Dans le deuxième cas, l’opération est sans risque. Les sommes sont payées à l’avance, par internet, ou en cash sur place. Il y a déjà bien peu d’inspecteurs du travail, autant dire qu’une brigade de contrôle des résidences secondaires est de l’ordre du rêve : pourtant c’est bien d’évasion fiscale dont il s’agit. Elle se double d’une gonflée mécanique des loyers parisiens. Le vivier de touristes étant inépuisable, à 800 euros ou plus par semaine, les tarifs déconnectés des réalités salariales s’expliquent un peu mieux.
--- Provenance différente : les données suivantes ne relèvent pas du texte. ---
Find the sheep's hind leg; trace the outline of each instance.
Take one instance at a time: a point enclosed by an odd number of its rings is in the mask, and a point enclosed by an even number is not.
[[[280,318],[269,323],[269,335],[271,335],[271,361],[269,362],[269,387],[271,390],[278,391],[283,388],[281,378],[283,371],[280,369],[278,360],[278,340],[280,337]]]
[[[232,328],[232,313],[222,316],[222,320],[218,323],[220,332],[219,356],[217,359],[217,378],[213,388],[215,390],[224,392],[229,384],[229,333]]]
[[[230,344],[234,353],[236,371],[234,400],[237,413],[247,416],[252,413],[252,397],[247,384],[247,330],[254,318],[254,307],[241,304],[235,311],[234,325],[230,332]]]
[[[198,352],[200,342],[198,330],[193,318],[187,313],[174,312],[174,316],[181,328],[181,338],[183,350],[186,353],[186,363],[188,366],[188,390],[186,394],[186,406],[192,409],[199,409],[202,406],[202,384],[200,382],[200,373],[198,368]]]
Le proprio accumule les baux courts, gagne bien plus (défiscalisé ou sans le déclarer) qu’en louant à des “locaux” peu à peu parias dans leur propre ville. Il ne prend pas le risque de s’embarrasser à long terme de familles (beaurk) de revenus modestes (rebeuark) et garde la disposition de son appartement à peu près quand il le souhaite, sans même à avoir à se fader la moindre visite.

La pratique d’une poignée est devenue  une mode en trois ans. Au “désolé mais vous n’avez pas les garantis nécessaires” au relent d’aristocrate plutôt embarrassant en ces périodes pré-révolutionnaires, se substitue maintenant un “désolé mais vous n’êtes pas touristes” à la ségrégation plus friendly.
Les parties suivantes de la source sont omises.